Set up the Streaming runner in your GCP infrastructure🔗

Setting up Streaming runners requires access to the GCP platform and services, as well as a degree of familiarity with that platform. We recommend going through this process with your GCP platform administrator.

Note

GCP resources may come with their own pricing independent of any billing you receive from Matillion.

Recommendations:

  • Create new resources specifically for streaming use rather than attempt to use existing cloud resources.
  • Set up a resource group for your new resources for better organization and billing ease.
  • Consult your cloud/network administrator for advice on GCP permissions, roles, access and other considerations such as GCP regions.
  • Keep resources in the same Google Cloud region. Note that all resources and services may not be available in all regions; it is recommended you research your desired region in advance.

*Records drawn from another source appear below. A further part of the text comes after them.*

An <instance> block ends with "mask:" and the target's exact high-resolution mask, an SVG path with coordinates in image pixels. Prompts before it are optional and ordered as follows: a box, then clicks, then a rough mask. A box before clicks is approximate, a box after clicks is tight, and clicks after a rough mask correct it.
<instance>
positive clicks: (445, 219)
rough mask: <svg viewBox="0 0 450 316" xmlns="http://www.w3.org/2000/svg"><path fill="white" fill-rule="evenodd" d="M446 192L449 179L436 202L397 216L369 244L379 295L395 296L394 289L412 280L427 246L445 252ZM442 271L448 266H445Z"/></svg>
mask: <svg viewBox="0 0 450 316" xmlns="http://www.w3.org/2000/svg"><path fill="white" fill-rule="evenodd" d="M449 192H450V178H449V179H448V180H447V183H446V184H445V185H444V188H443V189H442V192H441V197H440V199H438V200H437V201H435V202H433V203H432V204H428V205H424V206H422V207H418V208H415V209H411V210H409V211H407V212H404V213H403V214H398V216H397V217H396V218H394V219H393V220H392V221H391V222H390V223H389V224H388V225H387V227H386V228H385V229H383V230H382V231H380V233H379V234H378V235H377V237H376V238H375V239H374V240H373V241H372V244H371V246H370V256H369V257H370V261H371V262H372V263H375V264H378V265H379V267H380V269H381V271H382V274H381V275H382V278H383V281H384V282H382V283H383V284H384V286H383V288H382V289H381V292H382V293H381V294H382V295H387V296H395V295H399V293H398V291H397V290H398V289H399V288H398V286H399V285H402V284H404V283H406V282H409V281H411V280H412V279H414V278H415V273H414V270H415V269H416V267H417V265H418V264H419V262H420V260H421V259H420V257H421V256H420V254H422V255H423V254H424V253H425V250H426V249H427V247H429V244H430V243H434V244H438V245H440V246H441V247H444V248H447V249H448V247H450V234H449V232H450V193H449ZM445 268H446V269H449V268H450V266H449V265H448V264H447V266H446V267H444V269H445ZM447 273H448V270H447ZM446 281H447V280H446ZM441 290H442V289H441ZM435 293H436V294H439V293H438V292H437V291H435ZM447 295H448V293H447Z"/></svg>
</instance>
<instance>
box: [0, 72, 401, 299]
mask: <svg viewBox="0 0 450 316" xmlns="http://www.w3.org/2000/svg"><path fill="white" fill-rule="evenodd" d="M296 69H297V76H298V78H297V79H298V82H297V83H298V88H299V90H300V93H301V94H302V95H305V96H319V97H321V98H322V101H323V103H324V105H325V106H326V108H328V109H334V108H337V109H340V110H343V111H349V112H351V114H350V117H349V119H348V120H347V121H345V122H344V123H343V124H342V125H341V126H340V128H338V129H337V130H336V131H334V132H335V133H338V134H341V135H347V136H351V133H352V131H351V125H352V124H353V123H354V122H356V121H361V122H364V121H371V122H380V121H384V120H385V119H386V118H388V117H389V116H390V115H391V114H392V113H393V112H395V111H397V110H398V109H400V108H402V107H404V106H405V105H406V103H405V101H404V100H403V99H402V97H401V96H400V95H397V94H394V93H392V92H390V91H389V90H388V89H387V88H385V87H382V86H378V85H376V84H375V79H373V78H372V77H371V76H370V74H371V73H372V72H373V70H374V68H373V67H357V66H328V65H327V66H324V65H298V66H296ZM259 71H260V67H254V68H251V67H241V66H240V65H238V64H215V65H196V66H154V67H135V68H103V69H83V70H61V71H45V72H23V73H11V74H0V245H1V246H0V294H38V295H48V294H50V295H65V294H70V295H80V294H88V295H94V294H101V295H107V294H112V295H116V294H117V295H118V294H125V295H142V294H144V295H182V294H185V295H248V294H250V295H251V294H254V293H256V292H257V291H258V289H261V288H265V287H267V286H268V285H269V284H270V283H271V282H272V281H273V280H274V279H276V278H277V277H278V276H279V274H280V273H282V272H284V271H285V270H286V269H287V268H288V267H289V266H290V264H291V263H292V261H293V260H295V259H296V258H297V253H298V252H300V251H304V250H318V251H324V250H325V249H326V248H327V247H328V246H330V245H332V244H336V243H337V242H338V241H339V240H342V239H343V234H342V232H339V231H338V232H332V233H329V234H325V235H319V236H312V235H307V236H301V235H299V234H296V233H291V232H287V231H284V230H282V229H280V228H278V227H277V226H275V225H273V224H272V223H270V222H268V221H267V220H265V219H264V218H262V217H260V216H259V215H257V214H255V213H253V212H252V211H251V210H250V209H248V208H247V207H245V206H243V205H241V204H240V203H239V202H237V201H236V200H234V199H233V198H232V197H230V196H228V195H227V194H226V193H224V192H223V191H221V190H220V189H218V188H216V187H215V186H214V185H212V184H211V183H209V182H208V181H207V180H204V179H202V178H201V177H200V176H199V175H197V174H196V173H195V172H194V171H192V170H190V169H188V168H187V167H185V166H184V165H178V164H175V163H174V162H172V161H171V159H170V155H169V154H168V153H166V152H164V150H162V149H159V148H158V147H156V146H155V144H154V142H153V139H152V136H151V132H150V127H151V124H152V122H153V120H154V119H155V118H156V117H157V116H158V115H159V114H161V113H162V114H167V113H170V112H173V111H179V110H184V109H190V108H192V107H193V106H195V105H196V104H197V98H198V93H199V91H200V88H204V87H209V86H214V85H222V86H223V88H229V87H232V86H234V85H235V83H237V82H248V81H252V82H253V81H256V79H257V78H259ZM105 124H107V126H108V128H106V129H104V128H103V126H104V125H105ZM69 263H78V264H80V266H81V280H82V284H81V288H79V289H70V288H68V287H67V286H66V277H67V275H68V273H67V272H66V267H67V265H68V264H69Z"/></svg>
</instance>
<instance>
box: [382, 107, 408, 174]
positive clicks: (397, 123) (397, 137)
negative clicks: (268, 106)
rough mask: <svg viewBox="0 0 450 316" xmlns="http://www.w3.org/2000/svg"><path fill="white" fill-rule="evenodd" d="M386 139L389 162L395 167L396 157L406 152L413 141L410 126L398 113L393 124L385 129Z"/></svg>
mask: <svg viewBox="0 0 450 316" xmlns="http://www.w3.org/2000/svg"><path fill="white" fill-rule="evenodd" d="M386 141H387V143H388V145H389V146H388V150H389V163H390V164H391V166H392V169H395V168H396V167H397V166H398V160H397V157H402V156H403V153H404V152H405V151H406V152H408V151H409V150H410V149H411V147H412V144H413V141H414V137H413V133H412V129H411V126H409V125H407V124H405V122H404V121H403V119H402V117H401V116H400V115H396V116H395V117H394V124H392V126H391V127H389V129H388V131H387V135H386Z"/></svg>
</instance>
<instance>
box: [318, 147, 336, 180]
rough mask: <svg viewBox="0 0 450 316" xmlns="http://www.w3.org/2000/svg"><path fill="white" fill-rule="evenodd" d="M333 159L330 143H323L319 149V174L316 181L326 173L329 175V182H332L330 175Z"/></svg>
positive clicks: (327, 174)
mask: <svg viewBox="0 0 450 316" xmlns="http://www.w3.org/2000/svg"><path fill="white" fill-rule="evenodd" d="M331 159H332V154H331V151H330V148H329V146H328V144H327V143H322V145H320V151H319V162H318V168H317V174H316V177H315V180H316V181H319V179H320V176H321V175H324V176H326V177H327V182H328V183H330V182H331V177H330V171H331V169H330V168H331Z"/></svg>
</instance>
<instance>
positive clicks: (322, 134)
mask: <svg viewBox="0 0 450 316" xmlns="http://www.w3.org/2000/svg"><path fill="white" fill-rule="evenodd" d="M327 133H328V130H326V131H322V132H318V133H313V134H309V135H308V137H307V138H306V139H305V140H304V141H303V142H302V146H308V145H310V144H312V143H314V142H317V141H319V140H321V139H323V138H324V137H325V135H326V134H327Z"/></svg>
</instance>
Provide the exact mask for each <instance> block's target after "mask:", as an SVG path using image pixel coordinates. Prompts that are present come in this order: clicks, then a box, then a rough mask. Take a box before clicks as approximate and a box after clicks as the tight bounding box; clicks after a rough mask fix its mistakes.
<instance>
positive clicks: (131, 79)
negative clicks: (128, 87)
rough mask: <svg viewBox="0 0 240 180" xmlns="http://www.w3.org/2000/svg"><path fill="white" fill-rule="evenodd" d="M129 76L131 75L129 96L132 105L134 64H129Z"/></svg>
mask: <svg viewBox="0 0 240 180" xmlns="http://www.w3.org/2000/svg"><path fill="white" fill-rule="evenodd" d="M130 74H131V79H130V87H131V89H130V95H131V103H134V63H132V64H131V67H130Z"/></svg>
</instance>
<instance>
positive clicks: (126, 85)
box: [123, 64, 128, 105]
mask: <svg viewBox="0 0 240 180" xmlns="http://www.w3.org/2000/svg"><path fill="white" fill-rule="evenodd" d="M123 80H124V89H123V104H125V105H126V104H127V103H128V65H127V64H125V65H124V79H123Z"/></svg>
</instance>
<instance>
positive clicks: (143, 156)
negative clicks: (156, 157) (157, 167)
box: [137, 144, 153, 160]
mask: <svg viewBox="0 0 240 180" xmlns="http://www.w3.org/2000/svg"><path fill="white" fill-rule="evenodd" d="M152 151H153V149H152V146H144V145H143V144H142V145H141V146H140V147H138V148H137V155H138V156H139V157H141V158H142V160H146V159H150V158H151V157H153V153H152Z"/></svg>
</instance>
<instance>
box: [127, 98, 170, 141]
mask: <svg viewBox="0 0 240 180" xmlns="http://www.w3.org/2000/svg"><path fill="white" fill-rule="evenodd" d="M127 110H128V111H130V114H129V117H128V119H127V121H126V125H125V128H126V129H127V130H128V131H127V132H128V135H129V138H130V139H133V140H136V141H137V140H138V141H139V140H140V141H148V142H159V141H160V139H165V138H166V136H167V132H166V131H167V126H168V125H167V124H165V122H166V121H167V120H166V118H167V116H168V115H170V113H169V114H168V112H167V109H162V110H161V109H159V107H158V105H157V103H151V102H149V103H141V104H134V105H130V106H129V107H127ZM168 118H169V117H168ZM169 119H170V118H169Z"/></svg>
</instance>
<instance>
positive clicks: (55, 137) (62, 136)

Check Streaming runner status🔗

After deploying the Streaming runner in your GCP infrastructure, you should return to Maia to verify that it's correctly connected and running.

  1. Click Agents & Instances → Agents. The Agents screen lists all Streaming runners currently created.
  2. Locate the Streaming runner in the list and check the status:

    • Pending: The Streaming runner has been created but has not yet connected to Maia.
    • Running: The Streaming runner is connected and available for running Streaming pipelines, or is connected and already running a Streaming pipeline.
    • Stopped: The Streaming runner has been stopped.
    • Unknown: The Streaming runner is in an unknown state. This typically means the Streaming runner has lost connection to Maia without being stopped, for example due to networking issues.
  3. When the Streaming runner status shows Running, it's ready to use. It can be selected in the Agent drop-down when you create a new Streaming pipeline, as long as a pipeline is not already assigned.